[Vierundsiebzig] - Doppelte Abstinenz
Wie sich für mich später herausstellte, war der Cyberangriff auf BNS kein ausgedachter Grund, um den Hochzeitstag vermeintlich abzusagen.
BNS wird tatsächlich angegriffen - und zwar nicht nur Jolenes Unternehmen, sondern auch einige ihrer Subunternehmen.
Aufgrund dessen hat Jolene bei BNS den 3-Schichtdienst ausgerufen und etliche Aufträge auf Eis gelegt, weil sie ihre Jungs und Mädels jetzt braucht, um diesen Angriff zu beobachten, zu bewerten und zu stoppen.
Ihr gesamtes Team arbeitet jetzt also rund um die Uhr - ebenso auch Jolene, die sich selbst sogar Doppelschichten aufgebrummt hat. Nämlich von acht am Morgen bis nachts um zwölf.
Sie rotiert mit Brandon und Ian; Cormack hat sie nach New York zu Morgan geschickt, um auch dort die Server der Bank zu überprüfen und zu analysieren.
Dieser möchte nämlich auf diese Weise die Chance nutzen, um seinem Sohn näher zu sein und ihn besser kennenzulernen.
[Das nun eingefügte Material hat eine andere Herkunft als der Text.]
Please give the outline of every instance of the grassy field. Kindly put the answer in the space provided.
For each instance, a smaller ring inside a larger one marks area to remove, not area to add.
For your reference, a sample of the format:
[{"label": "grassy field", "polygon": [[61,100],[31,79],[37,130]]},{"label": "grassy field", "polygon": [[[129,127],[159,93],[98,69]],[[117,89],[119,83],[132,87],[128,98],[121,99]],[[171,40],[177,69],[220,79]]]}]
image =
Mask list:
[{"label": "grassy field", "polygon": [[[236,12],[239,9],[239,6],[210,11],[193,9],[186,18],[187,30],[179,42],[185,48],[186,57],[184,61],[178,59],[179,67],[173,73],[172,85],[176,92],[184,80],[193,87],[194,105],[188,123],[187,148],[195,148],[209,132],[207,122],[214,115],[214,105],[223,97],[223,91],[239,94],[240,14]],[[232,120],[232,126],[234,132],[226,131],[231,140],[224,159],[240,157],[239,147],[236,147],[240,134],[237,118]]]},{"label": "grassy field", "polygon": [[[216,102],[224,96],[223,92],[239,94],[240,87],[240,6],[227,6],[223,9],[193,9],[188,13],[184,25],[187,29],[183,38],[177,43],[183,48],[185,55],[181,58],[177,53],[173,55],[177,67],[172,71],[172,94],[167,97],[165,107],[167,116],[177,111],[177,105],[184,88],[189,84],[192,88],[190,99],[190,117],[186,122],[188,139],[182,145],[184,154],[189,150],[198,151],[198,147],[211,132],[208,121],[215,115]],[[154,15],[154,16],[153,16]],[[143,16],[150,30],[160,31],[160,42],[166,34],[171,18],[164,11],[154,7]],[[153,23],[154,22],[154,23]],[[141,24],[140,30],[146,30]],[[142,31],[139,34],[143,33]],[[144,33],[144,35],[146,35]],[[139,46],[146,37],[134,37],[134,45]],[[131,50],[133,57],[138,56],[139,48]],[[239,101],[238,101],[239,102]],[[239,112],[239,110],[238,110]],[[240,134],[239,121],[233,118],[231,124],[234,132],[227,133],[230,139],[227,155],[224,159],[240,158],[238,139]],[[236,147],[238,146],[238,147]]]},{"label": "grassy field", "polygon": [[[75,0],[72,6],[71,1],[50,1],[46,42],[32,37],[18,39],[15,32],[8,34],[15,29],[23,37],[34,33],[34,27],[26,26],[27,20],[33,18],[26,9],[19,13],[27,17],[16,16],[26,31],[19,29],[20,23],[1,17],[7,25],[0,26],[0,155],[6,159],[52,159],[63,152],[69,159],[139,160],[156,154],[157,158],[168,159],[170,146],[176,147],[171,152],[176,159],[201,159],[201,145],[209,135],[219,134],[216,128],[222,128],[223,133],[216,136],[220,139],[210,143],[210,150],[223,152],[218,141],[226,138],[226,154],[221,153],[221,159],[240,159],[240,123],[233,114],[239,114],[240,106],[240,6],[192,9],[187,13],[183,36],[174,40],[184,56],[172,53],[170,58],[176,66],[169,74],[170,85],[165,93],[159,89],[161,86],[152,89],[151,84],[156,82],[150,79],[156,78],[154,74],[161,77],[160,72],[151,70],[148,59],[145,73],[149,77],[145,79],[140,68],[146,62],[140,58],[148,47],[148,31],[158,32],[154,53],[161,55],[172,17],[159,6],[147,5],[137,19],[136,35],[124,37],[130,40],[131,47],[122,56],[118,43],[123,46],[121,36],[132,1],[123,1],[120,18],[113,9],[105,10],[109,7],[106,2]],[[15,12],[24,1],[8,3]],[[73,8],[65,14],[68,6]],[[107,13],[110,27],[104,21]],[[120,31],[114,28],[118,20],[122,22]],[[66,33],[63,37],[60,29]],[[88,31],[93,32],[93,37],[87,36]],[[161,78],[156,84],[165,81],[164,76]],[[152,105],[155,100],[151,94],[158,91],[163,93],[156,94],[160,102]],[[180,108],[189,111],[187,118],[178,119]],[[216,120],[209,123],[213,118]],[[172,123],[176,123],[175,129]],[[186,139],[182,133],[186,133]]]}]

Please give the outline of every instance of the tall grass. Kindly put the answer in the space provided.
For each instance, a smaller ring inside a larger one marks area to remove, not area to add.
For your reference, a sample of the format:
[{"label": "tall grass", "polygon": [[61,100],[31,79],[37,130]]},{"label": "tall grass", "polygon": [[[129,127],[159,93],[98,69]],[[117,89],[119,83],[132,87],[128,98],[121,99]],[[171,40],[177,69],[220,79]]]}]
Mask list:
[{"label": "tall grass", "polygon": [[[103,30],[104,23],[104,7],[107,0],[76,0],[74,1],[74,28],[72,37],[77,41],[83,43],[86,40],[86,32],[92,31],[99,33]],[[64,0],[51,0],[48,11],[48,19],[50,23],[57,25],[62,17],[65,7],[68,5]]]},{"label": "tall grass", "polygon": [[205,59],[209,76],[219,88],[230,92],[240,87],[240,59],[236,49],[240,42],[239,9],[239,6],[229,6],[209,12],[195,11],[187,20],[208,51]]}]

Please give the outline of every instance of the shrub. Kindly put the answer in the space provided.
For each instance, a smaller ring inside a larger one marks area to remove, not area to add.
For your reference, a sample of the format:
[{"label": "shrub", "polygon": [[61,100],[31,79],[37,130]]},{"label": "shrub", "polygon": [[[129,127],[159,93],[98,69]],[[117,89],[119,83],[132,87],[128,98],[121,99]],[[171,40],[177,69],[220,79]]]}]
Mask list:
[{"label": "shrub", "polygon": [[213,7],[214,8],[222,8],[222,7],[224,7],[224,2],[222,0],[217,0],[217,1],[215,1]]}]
Morgan ist nach wie vor nicht begeistert davon, dass sich Cormack tatsächlich als der leibliche Vater herausgestellt hat, aber sie will weder ihm noch ihrem Sohn da im Wege stehen, sich einander kennenzulernen.
Jolene war anfangs gar nicht gewillt gewesen, ihn nach New York zu schicken. Eben aus dem Grund, der jetzt sechs Jahre alt ist. Sie befürchtete, Cormack könnte seine Arbeit vernachlässigen, weil er lieber Zeit mit Kyle verbringt und deshalb abgelenkt sein könnte; oder aber, dass Morgan ihn ablenken könnte.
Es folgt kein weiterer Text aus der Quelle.